Бабуля недовольно взглянула на него.
- Я не глухая. Здравствуйте.
Молодые стояли с вытянутыми лицами, вытаращив глаза.
- Ну, чего вылупились? – удостоила их вниманием бабушка, - Зачем человека дернули? У него и так работы навалом.
- Но ты же не разговаривала, бабушка, - сказала молодая женщина. Она явно нервничала, отчего качала ребенка все интенсивнее. Что, конечно, не ускользнула от внимания грозной бабули.
- Что ты его так трясешь, бестолочь? Не разговаривала я…. А хули с вами разговаривать?
«Бабка – просто огонь!», - подумал Фомин.
- Вы нас за идиотов держите? – вступил в разговор молодой отец. Бабуля сверкнула глазами.
- Ты вообще молчи. Доктор, знаете, что он вчера устроил? – Молодой папаша покраснел и нервно поправил очки. – Неделю назад он купил саморезы, десять штук. Хотел что-то починить. Вспомнил, что он мужик в доме, что у его есть яички. Но пришел домой, и сразу перехотел. Вчера нашел свои саморезы на подоконнике, пересчитал, а их восемь, а не десять. И почему-то решил, что годовалый мальчик их съел. Здоровенные саморезы. Сантиметров семь, не меньше.

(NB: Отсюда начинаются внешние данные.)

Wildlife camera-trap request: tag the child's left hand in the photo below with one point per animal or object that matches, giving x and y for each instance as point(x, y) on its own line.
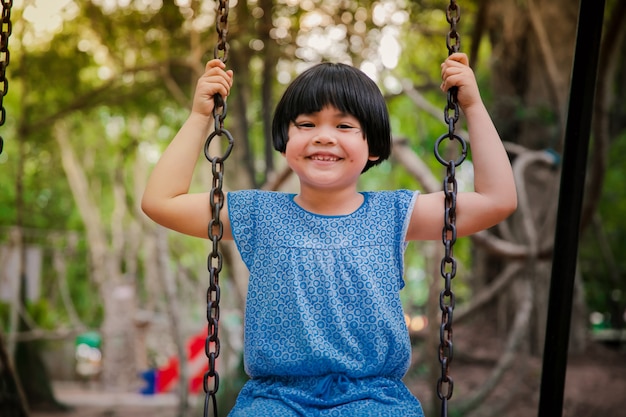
point(455, 72)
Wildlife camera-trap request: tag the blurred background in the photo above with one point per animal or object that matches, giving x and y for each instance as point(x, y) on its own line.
point(94, 293)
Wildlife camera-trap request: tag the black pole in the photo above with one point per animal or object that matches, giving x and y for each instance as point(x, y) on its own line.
point(577, 132)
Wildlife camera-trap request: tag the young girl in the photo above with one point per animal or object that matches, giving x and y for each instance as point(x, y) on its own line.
point(324, 328)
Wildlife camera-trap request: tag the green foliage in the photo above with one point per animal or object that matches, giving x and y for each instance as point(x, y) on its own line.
point(603, 243)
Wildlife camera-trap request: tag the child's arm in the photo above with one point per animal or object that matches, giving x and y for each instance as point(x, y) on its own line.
point(166, 199)
point(494, 197)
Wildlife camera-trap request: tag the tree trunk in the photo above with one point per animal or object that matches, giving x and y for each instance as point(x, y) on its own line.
point(533, 44)
point(119, 370)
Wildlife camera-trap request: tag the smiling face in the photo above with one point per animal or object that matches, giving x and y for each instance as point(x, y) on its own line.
point(327, 149)
point(345, 89)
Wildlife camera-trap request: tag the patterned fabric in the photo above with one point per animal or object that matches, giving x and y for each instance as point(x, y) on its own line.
point(324, 327)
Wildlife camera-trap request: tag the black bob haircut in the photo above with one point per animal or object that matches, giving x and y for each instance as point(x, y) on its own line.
point(345, 88)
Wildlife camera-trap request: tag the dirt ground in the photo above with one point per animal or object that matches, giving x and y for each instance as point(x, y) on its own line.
point(595, 387)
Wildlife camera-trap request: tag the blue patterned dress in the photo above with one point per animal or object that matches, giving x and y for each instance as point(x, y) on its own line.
point(324, 328)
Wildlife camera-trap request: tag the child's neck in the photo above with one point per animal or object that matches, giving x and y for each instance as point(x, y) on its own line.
point(330, 203)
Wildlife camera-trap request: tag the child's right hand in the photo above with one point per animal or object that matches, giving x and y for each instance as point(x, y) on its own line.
point(215, 80)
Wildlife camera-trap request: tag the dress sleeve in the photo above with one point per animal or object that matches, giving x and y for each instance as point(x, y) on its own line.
point(242, 213)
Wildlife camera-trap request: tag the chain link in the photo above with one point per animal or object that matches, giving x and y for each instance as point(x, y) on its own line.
point(215, 226)
point(445, 384)
point(5, 33)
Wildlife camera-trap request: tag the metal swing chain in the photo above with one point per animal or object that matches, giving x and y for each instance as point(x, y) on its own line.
point(445, 384)
point(215, 227)
point(5, 33)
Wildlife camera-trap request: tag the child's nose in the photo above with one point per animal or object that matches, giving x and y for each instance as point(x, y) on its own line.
point(324, 137)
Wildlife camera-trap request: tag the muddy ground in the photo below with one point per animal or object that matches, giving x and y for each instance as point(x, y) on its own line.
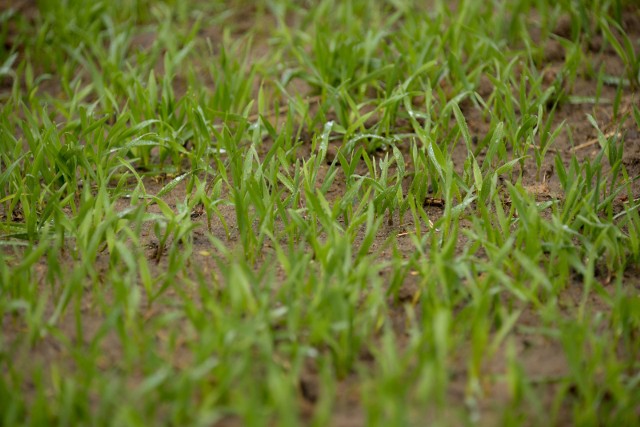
point(540, 357)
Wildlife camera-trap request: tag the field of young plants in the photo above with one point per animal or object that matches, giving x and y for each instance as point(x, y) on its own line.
point(319, 213)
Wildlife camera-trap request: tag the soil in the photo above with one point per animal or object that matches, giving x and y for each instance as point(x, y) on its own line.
point(540, 357)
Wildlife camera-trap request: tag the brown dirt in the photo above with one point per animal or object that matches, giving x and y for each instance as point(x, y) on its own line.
point(540, 357)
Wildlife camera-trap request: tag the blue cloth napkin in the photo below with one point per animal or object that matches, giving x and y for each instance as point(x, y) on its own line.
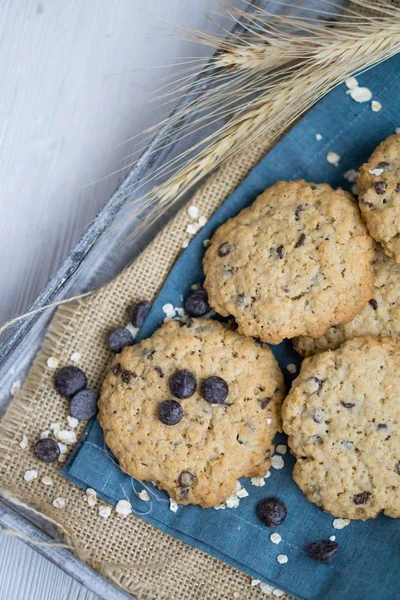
point(367, 564)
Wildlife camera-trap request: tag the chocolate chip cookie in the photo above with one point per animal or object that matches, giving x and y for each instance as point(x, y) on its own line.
point(296, 262)
point(193, 408)
point(379, 198)
point(381, 315)
point(342, 416)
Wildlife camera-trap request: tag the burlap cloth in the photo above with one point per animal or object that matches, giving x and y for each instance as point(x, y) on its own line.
point(138, 557)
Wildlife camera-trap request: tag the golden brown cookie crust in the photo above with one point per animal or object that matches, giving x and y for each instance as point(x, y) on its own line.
point(379, 199)
point(342, 416)
point(296, 262)
point(217, 443)
point(380, 317)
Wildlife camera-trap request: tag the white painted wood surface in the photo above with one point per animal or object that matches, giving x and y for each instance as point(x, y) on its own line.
point(74, 80)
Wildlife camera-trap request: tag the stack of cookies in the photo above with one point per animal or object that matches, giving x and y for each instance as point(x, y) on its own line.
point(197, 406)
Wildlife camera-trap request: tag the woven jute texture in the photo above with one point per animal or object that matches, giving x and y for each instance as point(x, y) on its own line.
point(132, 553)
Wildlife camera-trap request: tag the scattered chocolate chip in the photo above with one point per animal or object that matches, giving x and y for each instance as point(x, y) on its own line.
point(183, 384)
point(138, 312)
point(84, 404)
point(347, 404)
point(373, 303)
point(362, 498)
point(382, 165)
point(265, 402)
point(119, 338)
point(186, 479)
point(280, 251)
point(46, 450)
point(159, 371)
point(271, 511)
point(69, 380)
point(126, 376)
point(323, 550)
point(299, 210)
point(116, 369)
point(380, 187)
point(300, 241)
point(196, 303)
point(170, 412)
point(224, 249)
point(214, 390)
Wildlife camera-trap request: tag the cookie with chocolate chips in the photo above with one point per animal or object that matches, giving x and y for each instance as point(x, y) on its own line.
point(381, 315)
point(296, 262)
point(193, 409)
point(346, 434)
point(379, 199)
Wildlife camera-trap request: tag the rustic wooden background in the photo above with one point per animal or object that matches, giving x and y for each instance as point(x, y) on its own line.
point(74, 80)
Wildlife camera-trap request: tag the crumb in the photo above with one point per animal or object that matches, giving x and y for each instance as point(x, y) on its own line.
point(75, 357)
point(333, 158)
point(351, 83)
point(359, 94)
point(53, 362)
point(30, 475)
point(15, 387)
point(376, 106)
point(24, 442)
point(173, 505)
point(340, 523)
point(277, 462)
point(104, 511)
point(143, 495)
point(351, 175)
point(66, 436)
point(123, 508)
point(193, 211)
point(59, 503)
point(72, 422)
point(282, 559)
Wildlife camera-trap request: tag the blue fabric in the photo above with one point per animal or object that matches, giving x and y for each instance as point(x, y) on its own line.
point(367, 564)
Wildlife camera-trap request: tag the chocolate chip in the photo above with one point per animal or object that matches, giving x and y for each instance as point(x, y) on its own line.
point(183, 384)
point(126, 376)
point(300, 241)
point(116, 369)
point(323, 550)
point(69, 380)
point(362, 498)
point(170, 412)
point(84, 404)
point(382, 165)
point(224, 249)
point(186, 479)
point(46, 450)
point(214, 390)
point(196, 303)
point(299, 210)
point(347, 404)
point(119, 338)
point(271, 511)
point(265, 402)
point(373, 303)
point(139, 312)
point(280, 251)
point(380, 187)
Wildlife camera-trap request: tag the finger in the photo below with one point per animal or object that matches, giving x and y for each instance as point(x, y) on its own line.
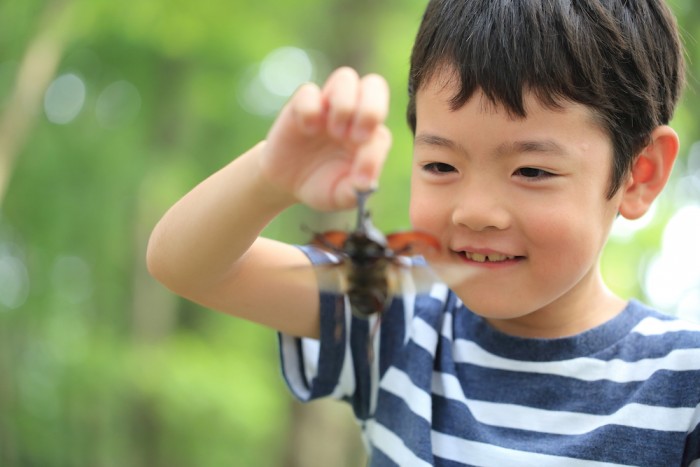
point(307, 108)
point(370, 158)
point(372, 107)
point(340, 93)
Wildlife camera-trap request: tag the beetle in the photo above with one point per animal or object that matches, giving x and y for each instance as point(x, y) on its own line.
point(370, 259)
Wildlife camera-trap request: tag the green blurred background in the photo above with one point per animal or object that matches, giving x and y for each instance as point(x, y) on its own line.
point(109, 112)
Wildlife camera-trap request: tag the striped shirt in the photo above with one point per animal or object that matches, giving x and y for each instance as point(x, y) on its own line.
point(441, 387)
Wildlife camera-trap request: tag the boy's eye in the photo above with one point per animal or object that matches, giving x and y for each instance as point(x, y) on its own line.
point(438, 167)
point(533, 173)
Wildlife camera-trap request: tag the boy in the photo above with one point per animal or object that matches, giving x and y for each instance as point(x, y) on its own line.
point(536, 123)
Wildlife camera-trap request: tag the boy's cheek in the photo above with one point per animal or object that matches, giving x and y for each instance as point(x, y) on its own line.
point(424, 215)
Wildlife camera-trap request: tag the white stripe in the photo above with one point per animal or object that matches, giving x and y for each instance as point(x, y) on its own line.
point(373, 364)
point(562, 422)
point(398, 383)
point(447, 328)
point(439, 291)
point(393, 446)
point(292, 367)
point(424, 335)
point(481, 454)
point(653, 326)
point(408, 292)
point(346, 380)
point(584, 368)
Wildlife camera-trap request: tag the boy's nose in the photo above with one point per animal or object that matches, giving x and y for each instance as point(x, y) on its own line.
point(480, 210)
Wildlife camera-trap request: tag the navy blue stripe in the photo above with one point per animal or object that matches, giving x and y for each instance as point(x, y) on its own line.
point(692, 447)
point(413, 430)
point(663, 389)
point(379, 459)
point(359, 345)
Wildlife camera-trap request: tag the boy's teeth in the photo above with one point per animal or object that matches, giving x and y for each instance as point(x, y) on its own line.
point(479, 258)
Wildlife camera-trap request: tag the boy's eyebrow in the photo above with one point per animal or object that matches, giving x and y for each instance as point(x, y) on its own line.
point(539, 146)
point(514, 147)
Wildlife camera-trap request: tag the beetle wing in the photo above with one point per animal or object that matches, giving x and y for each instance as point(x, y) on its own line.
point(331, 240)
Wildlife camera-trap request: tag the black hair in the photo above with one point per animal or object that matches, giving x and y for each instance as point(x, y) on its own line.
point(621, 58)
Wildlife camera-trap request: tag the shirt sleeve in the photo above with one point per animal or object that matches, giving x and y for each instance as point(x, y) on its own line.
point(340, 363)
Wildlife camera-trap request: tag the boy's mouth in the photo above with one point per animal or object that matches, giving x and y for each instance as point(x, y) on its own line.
point(486, 258)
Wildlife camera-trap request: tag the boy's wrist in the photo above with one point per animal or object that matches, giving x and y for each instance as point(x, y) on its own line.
point(266, 190)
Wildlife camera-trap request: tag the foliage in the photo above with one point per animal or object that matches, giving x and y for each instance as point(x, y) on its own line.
point(99, 365)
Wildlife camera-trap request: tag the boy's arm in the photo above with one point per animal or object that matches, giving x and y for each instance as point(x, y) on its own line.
point(324, 144)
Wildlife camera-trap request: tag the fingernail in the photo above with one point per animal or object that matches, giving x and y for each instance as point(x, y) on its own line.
point(360, 134)
point(363, 183)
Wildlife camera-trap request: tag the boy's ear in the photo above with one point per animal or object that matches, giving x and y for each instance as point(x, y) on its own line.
point(650, 172)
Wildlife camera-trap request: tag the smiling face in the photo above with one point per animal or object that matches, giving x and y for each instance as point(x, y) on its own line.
point(520, 207)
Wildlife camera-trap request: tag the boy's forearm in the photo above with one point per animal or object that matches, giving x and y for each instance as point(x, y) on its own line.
point(200, 239)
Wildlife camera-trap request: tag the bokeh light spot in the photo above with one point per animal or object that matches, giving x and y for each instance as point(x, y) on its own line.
point(64, 99)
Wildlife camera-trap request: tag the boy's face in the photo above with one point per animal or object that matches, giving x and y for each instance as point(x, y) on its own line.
point(520, 208)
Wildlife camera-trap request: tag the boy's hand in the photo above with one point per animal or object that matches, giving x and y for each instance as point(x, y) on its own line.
point(328, 142)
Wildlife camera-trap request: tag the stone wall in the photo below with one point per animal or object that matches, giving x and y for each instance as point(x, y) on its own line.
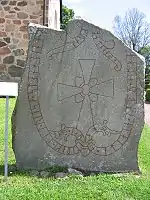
point(14, 17)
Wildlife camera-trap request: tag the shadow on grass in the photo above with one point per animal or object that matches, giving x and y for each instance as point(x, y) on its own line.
point(13, 171)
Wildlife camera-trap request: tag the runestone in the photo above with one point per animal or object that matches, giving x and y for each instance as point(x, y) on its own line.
point(81, 101)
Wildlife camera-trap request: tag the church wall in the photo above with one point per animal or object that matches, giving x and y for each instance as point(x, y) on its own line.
point(14, 18)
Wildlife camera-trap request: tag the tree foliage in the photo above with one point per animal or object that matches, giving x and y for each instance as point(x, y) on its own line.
point(67, 14)
point(133, 29)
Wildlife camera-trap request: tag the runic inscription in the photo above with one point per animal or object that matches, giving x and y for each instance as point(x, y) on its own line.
point(85, 91)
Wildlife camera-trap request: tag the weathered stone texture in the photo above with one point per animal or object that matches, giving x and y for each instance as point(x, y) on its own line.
point(14, 18)
point(82, 95)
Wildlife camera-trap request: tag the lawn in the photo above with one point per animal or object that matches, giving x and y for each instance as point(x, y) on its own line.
point(101, 187)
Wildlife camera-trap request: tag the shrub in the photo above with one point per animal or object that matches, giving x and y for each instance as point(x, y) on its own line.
point(147, 97)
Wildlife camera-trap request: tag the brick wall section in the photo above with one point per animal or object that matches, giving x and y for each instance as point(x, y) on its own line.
point(14, 17)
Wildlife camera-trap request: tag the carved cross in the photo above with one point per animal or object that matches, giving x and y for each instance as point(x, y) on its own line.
point(85, 91)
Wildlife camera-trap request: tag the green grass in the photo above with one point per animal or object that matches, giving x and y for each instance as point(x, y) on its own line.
point(102, 187)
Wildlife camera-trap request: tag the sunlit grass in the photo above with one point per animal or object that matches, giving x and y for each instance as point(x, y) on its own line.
point(101, 187)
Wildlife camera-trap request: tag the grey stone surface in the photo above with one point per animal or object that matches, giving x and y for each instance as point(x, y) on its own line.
point(80, 102)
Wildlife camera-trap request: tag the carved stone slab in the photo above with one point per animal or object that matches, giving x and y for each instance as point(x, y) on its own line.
point(80, 102)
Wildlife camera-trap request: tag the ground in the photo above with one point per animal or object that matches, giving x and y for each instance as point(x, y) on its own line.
point(147, 113)
point(101, 187)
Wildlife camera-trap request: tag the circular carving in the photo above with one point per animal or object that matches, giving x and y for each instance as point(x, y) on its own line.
point(71, 140)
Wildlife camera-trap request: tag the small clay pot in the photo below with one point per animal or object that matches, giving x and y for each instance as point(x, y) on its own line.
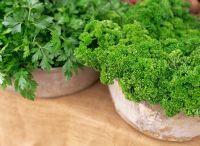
point(195, 6)
point(54, 84)
point(152, 120)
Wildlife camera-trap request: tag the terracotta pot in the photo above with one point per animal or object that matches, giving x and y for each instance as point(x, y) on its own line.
point(152, 121)
point(195, 6)
point(54, 84)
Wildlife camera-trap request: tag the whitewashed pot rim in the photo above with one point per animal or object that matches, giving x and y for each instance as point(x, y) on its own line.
point(155, 123)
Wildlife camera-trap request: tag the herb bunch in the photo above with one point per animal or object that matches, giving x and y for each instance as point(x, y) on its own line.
point(43, 34)
point(155, 56)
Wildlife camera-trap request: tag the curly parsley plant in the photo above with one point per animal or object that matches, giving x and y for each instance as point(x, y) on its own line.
point(43, 34)
point(155, 56)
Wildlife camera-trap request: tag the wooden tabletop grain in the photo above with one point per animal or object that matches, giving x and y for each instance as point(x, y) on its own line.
point(87, 118)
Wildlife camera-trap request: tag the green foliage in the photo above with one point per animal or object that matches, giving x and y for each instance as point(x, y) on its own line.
point(155, 56)
point(43, 34)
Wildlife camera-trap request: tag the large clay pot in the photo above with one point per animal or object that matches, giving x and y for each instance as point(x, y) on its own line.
point(152, 120)
point(54, 84)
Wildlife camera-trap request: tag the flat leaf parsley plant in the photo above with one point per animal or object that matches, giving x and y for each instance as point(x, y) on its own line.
point(43, 34)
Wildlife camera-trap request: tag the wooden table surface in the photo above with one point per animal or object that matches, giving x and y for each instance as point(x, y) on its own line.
point(87, 118)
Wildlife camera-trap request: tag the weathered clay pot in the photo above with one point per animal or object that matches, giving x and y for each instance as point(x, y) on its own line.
point(54, 84)
point(152, 121)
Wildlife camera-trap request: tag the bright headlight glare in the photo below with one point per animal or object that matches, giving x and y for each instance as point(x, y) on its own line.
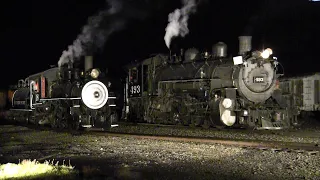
point(245, 113)
point(266, 53)
point(227, 103)
point(95, 73)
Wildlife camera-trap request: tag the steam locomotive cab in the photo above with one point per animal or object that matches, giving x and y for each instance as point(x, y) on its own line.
point(66, 97)
point(209, 89)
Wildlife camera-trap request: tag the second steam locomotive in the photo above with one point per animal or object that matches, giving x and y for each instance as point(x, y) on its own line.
point(203, 89)
point(65, 97)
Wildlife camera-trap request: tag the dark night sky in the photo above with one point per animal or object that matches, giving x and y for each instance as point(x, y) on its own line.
point(33, 35)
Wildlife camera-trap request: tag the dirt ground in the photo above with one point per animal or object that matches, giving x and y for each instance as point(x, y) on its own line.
point(129, 158)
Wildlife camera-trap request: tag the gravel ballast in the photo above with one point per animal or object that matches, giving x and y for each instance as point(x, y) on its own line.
point(130, 158)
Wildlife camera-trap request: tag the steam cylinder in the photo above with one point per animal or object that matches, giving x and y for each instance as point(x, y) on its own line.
point(244, 44)
point(88, 63)
point(219, 49)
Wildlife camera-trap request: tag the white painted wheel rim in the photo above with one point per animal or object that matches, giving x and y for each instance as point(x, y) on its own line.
point(94, 94)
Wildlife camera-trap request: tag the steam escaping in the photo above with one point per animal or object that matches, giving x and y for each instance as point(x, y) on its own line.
point(178, 21)
point(94, 35)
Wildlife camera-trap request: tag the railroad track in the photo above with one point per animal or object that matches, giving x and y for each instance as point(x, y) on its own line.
point(292, 147)
point(276, 146)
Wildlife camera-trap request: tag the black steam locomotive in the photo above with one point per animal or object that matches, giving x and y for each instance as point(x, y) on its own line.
point(203, 89)
point(65, 97)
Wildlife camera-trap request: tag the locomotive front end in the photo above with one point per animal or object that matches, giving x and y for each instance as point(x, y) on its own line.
point(255, 78)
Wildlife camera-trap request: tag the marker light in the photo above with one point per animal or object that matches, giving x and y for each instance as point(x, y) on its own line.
point(266, 53)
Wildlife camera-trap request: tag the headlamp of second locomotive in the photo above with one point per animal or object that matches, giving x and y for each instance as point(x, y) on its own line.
point(266, 53)
point(94, 94)
point(94, 73)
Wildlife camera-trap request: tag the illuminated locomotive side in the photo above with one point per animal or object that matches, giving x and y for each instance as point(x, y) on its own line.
point(65, 97)
point(209, 89)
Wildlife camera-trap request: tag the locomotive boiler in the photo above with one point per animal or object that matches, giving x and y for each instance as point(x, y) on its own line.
point(65, 97)
point(209, 89)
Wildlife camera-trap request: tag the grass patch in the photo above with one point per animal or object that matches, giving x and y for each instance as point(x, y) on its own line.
point(28, 169)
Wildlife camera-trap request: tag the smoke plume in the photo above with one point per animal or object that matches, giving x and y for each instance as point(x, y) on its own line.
point(178, 21)
point(96, 32)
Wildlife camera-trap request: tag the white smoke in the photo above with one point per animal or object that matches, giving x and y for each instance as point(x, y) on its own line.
point(178, 21)
point(92, 34)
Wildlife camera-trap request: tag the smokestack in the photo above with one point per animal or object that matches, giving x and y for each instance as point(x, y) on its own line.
point(88, 63)
point(244, 44)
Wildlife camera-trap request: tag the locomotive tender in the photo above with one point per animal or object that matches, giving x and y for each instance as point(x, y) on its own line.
point(202, 89)
point(65, 97)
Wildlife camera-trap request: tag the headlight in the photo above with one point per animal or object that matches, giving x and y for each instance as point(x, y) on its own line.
point(227, 103)
point(266, 53)
point(95, 73)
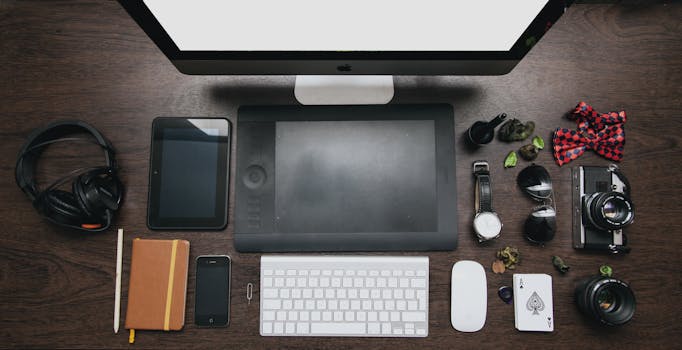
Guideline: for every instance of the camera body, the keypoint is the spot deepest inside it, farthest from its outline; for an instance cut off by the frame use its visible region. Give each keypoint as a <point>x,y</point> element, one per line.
<point>601,208</point>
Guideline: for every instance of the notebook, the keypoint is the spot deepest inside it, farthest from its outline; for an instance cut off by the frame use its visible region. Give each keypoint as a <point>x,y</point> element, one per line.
<point>158,285</point>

Съел. Две штуки. Ну что за болван? Вызвал скорую, бегает, голосит на всю квартиру.
- Алевтина Петровна, я ж не знал, что вы их соседу отдали.
- Отдала. Потому что он и правда мужик в своем доме, ему надо было для ремонта. Ой, все уйдите с глаз моих, бестолочи.
Фомин деликатно молчал и улыбался. Пунцовый папаша вылетел из комнаты, девушка с ребенком вышла следом.
- Я так понимаю, инсульта у вас нет., - сказал доктор Алевтине Петровне.
- Пока нет. Но точно будет, - она взяла Фомина за руку, - Доктор, а у Вас нет таблетки от глупости? Две штуки? Нет, три, этому дураку одна не поможет?
- Ну тогда Вы не можете меня спасти, медицина снова бессильна.
Фомин заполнил бумаги и пошел к выходу. Впереди был вечерний прием.